Prior to interning at YAMA, I received my Masters degree in Communication from Angelo State University in Texas and relocated to Boston to look for work. Despite starting my educational journey in business, I was always intrigued by multicultural settings and set out to explore different countries, languages, and communication styles through travel, internships, and part time work. One of the experiences that really taught me the importance of communication work was when I assisted foreign correspondents in covering news in the aftermath of a terrorist attack. The urgency of the situation required so much instant action and on-the-spot thinking that it made me realize how critical clear communication can be. I had to act fast; fact checking, scheduling interviews, providing Arabic to English interpretation and translation, keeping journalists up to date with news developments, and providing necessary logistics in a time of chaos.

What drew you to interning at YAMA? What excites you about the arts and arts learning?

Growing up in a middle class family in Tunisia, I did not have access to many educational opportunities through the arts.
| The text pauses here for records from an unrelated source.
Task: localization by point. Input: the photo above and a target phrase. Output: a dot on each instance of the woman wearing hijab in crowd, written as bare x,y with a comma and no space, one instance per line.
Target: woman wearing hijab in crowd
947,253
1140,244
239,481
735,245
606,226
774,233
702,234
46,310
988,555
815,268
During a cultural exchange year I spent in the United States at the age of 17, I got to take a guitar class as part of my high school curriculum. This experience exposed me to the importance of incorporating the arts in education and made me wish more schools had arts programming accessible to their students.

What was it like helping out at YAMA's Showcase? Any favorite moments? What was your favorite performance, and why?

The Showcase was my favorite experience with YAMA so far. Being an outsider and not knowing much about arts education, I was fascinated by the impact the different art programs had on children, arts coordinators, and just everyone. The excitement, the music, the stories, the interactions, and the energy were so strong I felt like I belonged and was involved in arts education for years.

Getting to witness and attend several artist performances, I was amazed at how much I learned about different cultures, languages, and art forms. Coming from Tunisia, my favorite performance was Arabiqa because it made me nostalgic for home.

What were you hoping to learn at YAMA? What are some of the things you have learned so far? What has surprised you?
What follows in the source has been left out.